Tue Oct 15 02:25:37 PDT 2024

On Wed, 2024-10-09 at 11:24 +0300, Tero Kristo wrote:
> On Wed, 2024-10-09 at 10:00 +0200, Christoph Hellwig wrote:
> > On Wed, Oct 09, 2024 at 09:45:07AM +0300, Tero Kristo wrote:
> > > Initially, I posted the patch against block layer, but there the
> > > recommendation was to move this closer to the HW; i.e. NVMe
> > > driver
> > > level.
> > 
> > Even if it is called from NVMe, at lot of the code is not nvme
> > specific.
> > Some of it appears block specific and other pats are entirely
> > generic.
> > 
> > But I still don't see how walking cpumasks and updating paramters
> > in
> > far away (in terms of cache lines and pointer dereferences) for
> > every
> > single I/O could work without having a huge performance impact.
> > 
> 
> Generally, the cpumask only has a couple of CPUs on it; yes its true
> on
> certain setups every CPU of the system may end up on it, but then the
> user has the option to not enable this feature at all. In my testing
> system, there is a separate NVME irq for each CPU, so the affinity
> mask
> only contains one bit.
> 
> Also, the code tries to avoid calling the heavy PM QoS stuff, by
> checking if the request is already active, and updating the values in
> a
> workqueue later on. Generally the heavy-ish parameter update only
> happens on the first activity of a burst of NVMe accesses.
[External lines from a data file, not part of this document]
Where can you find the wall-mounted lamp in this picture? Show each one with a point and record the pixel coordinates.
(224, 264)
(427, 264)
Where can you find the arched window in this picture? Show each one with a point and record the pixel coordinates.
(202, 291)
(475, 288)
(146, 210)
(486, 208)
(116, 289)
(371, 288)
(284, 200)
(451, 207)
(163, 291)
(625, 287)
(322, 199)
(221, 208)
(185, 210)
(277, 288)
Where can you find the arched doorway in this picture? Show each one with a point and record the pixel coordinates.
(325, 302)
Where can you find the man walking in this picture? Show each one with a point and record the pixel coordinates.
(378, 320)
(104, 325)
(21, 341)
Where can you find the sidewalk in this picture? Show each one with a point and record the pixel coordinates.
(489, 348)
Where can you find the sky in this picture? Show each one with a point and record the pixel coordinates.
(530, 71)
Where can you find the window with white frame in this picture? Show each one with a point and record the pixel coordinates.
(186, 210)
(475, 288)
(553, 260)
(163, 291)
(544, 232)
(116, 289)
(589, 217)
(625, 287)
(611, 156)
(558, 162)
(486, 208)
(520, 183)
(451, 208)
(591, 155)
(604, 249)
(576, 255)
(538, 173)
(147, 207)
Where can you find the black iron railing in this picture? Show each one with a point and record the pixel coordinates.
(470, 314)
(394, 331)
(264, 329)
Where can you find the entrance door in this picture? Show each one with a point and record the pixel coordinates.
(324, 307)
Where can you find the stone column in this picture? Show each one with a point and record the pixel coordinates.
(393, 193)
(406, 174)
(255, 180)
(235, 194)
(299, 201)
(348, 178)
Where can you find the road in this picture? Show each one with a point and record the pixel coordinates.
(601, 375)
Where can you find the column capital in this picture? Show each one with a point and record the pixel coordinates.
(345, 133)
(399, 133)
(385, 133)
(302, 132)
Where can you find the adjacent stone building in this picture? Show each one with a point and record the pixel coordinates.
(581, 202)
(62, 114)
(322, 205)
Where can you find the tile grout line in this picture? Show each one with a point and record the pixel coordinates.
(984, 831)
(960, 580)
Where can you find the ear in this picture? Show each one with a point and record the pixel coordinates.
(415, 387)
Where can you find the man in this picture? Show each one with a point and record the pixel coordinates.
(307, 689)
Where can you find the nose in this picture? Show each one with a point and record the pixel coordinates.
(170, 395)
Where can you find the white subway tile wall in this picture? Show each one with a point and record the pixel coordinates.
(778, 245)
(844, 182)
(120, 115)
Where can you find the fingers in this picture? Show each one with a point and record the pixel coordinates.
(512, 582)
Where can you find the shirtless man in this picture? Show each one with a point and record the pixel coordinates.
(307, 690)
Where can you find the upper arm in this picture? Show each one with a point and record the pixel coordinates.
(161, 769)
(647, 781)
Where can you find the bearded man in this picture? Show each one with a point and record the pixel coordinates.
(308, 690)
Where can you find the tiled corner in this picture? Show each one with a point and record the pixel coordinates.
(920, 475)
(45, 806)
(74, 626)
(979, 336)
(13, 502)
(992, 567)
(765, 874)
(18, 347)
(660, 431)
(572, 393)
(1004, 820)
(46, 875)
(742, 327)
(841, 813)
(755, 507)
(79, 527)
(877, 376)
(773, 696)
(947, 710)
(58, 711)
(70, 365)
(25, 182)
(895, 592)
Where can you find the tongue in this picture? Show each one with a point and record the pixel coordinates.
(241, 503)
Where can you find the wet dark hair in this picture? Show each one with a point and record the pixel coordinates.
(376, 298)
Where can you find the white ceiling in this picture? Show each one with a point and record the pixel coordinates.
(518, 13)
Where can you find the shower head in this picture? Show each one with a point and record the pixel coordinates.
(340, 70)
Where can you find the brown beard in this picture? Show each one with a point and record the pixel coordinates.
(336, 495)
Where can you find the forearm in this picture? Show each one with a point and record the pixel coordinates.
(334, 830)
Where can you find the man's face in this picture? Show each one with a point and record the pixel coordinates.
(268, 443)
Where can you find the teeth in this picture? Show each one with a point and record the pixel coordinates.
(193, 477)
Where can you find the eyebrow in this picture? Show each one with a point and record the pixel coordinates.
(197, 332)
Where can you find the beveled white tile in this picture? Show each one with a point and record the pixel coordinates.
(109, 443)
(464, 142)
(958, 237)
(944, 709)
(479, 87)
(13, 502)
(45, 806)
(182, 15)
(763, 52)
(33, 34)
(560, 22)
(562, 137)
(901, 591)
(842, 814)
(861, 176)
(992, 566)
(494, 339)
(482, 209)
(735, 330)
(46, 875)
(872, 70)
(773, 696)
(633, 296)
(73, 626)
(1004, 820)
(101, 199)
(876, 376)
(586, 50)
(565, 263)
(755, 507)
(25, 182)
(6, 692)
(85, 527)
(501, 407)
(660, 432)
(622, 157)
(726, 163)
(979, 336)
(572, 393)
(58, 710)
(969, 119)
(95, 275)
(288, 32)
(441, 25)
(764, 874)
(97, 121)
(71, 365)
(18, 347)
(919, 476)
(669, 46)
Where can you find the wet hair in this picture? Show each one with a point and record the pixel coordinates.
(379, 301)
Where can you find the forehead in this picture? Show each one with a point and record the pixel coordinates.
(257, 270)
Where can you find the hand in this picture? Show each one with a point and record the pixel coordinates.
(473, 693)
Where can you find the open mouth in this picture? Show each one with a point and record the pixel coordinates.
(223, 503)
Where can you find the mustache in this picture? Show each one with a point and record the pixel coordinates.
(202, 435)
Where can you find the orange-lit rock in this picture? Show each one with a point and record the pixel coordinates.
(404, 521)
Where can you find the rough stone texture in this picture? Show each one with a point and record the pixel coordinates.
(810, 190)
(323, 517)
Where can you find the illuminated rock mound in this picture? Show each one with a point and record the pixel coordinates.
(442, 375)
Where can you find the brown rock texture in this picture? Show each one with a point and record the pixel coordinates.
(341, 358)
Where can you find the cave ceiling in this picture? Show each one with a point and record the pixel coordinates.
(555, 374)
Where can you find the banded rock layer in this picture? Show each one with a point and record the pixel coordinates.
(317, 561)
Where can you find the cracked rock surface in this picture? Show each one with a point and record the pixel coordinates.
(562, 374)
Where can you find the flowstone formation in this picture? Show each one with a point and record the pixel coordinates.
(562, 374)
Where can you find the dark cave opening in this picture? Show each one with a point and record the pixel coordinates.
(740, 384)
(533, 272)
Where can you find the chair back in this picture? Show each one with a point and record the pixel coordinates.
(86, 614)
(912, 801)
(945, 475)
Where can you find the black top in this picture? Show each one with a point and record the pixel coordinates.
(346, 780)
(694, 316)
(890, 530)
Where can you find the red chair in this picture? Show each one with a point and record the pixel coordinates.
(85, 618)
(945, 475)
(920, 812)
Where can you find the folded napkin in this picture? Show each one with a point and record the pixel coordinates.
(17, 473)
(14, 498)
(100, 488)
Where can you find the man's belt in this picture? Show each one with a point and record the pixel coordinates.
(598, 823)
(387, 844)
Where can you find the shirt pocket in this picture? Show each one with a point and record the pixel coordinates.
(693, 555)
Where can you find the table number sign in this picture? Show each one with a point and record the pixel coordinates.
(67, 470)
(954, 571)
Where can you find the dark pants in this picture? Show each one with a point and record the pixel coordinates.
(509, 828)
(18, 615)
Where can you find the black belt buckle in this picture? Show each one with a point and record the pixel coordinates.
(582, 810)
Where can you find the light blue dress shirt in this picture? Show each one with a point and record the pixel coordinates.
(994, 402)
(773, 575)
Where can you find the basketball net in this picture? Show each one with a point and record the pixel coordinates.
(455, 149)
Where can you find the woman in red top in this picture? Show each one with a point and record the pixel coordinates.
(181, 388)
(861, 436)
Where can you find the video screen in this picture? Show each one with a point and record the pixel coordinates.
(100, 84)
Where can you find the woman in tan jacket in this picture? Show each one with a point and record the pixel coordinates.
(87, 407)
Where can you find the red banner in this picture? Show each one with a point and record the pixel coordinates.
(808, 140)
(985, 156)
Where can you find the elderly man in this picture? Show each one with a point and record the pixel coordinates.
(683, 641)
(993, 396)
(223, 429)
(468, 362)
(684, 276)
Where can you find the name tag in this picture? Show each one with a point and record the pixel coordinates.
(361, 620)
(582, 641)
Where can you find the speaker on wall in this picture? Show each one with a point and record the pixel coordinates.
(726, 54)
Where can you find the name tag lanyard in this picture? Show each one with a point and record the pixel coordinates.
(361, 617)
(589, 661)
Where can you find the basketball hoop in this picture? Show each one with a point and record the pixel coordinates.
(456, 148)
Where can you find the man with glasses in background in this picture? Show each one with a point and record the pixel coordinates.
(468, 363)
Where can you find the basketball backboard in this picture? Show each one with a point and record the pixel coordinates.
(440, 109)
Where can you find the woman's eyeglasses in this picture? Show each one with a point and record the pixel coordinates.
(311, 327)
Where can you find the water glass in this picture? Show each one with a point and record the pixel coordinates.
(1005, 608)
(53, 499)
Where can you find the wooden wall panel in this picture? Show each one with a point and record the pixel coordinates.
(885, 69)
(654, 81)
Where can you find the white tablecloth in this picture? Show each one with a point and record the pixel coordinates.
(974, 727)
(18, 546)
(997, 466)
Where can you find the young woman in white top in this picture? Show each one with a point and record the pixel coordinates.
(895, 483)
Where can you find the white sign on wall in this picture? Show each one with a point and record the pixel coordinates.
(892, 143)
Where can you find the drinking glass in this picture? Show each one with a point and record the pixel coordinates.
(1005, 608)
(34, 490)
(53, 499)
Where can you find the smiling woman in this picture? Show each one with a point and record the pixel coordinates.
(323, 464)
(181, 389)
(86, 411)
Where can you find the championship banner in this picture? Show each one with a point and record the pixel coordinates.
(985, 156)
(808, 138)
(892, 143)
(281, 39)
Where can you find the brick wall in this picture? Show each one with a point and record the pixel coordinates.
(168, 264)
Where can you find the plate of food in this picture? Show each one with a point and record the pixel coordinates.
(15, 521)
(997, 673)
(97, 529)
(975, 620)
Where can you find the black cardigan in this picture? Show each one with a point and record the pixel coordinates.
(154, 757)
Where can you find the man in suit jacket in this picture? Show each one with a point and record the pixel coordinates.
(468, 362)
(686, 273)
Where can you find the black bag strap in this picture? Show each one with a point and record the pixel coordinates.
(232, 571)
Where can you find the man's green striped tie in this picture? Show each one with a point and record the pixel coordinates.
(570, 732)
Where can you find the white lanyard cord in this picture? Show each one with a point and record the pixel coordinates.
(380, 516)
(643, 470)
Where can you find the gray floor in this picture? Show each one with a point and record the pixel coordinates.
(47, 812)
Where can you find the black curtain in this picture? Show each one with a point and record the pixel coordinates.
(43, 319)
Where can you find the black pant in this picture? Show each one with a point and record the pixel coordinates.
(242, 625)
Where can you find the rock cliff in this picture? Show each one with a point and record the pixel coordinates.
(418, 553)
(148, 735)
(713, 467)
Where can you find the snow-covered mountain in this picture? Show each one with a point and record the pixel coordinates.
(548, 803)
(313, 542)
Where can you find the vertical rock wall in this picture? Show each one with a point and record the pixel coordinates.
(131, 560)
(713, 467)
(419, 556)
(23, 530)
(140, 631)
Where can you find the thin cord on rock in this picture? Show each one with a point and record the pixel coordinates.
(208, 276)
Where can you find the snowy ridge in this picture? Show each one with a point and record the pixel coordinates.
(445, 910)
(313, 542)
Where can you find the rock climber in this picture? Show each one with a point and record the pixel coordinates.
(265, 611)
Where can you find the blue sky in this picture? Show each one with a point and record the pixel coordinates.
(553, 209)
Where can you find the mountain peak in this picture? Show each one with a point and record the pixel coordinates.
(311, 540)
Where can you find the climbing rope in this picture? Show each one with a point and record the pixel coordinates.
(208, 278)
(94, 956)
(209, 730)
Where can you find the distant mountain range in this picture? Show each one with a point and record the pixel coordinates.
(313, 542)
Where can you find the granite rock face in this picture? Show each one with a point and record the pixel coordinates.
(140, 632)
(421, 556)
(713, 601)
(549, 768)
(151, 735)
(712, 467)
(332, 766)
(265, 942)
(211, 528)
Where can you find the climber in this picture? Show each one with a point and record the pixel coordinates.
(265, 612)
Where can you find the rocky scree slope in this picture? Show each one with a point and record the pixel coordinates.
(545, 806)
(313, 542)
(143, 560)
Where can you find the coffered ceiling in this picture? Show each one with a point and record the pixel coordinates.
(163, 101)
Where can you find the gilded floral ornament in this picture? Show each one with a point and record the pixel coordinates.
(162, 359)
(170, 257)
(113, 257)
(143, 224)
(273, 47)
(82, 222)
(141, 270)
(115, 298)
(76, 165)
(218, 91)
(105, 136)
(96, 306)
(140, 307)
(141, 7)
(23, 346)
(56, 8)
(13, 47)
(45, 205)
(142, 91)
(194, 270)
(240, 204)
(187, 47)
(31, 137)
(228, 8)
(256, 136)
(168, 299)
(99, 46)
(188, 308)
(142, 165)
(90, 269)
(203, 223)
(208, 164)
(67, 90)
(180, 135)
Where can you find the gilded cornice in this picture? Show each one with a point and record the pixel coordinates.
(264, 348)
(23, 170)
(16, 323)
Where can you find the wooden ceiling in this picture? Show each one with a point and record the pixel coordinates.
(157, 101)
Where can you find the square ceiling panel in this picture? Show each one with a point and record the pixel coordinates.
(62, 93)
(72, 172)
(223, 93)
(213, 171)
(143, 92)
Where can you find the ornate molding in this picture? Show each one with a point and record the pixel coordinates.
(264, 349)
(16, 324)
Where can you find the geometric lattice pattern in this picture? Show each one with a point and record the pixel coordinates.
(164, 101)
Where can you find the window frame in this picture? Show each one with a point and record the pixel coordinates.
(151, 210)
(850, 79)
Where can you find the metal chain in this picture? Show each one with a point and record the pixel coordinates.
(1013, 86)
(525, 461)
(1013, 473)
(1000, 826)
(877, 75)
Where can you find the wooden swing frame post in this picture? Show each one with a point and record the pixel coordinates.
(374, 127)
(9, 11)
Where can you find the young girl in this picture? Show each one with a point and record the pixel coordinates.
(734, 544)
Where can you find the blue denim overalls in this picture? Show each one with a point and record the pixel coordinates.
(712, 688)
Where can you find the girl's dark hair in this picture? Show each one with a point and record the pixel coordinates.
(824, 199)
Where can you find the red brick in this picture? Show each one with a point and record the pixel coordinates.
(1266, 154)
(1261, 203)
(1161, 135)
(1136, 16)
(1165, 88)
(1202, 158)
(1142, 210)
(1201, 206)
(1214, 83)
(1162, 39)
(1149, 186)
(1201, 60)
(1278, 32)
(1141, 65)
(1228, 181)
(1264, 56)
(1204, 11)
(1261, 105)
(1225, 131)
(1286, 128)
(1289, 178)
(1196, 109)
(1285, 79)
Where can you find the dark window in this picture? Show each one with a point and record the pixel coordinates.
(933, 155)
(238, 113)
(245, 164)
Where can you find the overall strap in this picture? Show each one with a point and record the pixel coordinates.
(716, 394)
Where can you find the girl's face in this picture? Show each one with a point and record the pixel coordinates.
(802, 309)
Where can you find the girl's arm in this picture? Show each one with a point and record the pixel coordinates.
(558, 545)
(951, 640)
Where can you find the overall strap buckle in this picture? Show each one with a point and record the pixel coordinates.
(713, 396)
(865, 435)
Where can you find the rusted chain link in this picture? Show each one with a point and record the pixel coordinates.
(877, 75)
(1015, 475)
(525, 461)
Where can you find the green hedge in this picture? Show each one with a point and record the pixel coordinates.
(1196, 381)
I've been giving this some thought offline, but can't really think of
how this could be done in the generic layers; the code needs to figure
out the interrupt that gets fired by the activity, to prevent the CPU
that is going to handle that interrupt to go into deep idle,
potentially ruining the latency and throughput of the request. The
knowledge of this interrupt mapping only resides in the driver level,
in this case NVMe.

One thing that could be done is to prevent the whole feature to be used
on setups where the number of cpus per irq is above some threshold;
lets say 4 as an example.

-Tero